With most houses destroyed during the Kosovo war in 1999, Runik residents paid little attention to the disintegrating house of culture and it eventually became an informal dump site. Shkrepetima’s team, which is made up of various artists and volunteers, including many residents of Runik, cleaned up the space.
“We removed around 16 trucks worth of garbage from the area, I was surprised how a place that had such a significant importance to the people,” he said.
In addition to the clean up, since February, Halilaj and his team have been researching the history of the region and that of the house of culture. By December, the team hopes to publish a catalog with their research and take the performance to exhibitions in Italy and Switzerland.

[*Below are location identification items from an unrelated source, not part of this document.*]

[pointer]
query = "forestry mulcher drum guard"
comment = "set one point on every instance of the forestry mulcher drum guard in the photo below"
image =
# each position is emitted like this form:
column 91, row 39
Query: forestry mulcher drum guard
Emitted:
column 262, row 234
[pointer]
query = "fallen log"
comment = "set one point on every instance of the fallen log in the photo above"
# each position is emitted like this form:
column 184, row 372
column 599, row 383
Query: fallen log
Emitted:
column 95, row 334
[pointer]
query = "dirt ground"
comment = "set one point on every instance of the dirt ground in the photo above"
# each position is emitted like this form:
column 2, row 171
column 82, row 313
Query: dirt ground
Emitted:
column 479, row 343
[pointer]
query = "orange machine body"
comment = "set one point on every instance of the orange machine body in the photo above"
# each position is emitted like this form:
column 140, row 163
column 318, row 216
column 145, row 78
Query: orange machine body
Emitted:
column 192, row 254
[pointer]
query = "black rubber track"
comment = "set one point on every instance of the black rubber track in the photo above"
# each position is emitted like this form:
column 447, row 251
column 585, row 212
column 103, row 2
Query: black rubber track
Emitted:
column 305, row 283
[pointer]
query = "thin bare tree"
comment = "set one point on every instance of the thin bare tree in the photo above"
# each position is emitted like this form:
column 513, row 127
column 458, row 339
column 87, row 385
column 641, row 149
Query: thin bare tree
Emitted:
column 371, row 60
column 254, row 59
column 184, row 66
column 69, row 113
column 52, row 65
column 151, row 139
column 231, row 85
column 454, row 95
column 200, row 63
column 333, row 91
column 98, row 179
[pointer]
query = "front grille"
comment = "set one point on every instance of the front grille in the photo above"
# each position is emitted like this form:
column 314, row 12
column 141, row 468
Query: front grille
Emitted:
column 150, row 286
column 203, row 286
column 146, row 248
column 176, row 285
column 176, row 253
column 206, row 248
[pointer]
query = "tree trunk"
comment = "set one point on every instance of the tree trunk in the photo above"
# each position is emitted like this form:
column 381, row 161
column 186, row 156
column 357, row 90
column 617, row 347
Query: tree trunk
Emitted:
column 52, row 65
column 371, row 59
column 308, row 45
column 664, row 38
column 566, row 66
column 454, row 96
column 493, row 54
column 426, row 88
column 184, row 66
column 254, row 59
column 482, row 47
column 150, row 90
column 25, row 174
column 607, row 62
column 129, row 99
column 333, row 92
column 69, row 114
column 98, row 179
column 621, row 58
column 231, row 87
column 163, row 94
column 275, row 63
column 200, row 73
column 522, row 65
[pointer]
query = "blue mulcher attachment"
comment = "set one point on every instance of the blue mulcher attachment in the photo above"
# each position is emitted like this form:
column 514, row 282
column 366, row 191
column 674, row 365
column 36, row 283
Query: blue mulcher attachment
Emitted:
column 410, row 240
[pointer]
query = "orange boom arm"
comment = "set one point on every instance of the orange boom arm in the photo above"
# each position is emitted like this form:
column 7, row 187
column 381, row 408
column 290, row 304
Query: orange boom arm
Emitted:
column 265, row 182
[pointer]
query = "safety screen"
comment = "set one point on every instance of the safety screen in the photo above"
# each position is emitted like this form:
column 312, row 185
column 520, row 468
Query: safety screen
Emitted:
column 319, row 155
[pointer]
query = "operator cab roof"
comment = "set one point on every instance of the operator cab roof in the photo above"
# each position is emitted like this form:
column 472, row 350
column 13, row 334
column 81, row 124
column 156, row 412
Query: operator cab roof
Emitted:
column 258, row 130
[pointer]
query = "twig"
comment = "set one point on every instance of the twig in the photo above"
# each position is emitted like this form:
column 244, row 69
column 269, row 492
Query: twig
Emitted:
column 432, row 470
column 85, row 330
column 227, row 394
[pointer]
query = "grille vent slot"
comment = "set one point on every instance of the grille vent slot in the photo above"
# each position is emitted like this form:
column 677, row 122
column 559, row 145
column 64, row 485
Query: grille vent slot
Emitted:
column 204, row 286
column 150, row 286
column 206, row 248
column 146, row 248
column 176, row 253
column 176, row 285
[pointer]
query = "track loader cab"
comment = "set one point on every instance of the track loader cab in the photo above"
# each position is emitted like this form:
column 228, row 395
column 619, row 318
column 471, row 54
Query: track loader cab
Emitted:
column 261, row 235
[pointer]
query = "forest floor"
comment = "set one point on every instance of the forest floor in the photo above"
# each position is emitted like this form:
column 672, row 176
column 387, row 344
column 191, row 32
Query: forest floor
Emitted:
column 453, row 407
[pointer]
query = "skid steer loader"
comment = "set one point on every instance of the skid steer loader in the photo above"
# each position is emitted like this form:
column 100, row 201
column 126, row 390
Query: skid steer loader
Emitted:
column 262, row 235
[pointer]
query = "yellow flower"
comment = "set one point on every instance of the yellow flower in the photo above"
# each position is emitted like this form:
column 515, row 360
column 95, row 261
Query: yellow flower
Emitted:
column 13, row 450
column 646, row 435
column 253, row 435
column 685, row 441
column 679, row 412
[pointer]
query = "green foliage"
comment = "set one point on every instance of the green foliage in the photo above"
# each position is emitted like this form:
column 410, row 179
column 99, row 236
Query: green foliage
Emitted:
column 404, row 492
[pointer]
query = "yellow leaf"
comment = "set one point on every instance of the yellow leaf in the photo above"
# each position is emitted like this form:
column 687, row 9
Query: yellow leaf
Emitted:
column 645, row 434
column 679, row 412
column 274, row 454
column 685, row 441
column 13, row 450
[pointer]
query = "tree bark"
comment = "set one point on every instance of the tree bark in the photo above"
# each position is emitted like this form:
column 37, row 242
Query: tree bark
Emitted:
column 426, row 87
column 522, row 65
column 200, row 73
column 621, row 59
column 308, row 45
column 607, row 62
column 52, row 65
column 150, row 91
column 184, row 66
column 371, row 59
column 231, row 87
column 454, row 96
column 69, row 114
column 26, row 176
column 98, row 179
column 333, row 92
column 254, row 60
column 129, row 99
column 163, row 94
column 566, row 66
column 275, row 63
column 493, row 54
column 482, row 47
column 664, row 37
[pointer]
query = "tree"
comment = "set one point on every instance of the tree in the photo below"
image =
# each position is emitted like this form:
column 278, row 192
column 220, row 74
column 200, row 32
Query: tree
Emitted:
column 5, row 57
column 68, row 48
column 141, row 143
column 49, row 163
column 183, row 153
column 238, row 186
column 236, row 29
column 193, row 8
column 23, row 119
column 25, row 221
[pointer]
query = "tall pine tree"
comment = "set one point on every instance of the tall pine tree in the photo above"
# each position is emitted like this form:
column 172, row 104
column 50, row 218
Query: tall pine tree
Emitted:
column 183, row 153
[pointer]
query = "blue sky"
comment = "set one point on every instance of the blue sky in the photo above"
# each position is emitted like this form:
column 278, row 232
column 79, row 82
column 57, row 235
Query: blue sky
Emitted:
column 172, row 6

But their main event is this Saturday: a performance which tells the tale of a boy from Runik who falls asleep in the ruins of the house of culture to wake up to a dreamworld that drags the audience and the whole space into play. Sounds of the ocarina, an ancient Neolithic instrument discovered not far from the center of the village, will stir the rubble, beckoning the return of Runik’s once vibrant cultural life.
“The ocarina will introduce the performance, and it will serve to awaken the theater. It connects prehistory with present times, but also with the history of the theater itself,” Halilaj explained. “We will use the building itself as a musical instrument, the stones, wood, the glass panes, the doors, the walls, the roof,” he continued excitedly.
Within the boy’s dream, a collective of 30 actors, half of whom are from Runik, will perform snippets of plays that were once integral pieces of Runik’s theater program. The performance will end with a special concert by Andrra, the nom de plume of Fatime Kosumi, who reworked a few Albanian folk songs into electronic tunes for this performance. Shkrepetima will also include video projections, light shows and intricate theatrical scenes.
“Together, [the plays] form a new story. They are presented as memories, not as wholes, thus create a new understanding,” he said.
Much like a bright flash of light, Halilaj hopes that Shkrepetima will start a conversation about the importance of collective memory, and the necessity of reconnecting to our not-so-distant past. As most youngsters in Runik leave the village after reaching a certain age, Halilaj says that is essential for the people of Runik to dust off their link with the culture house and the history of the area as a whole.
“The only way that we can make something happen in Runik today, something that connects the past to the present, and the past generation to their memories, is to do something in the culture house… The culture house was a mirror of how the people felt, and their dreams,” he said.
Shkrepetima will start at 9 pm on Saturday, July 7, at the House of Culture in Runik.
Free transportation from Prishtina to Runik is available from the parking lot behind of the Palace of Youth. The bus leaves at 18:30h.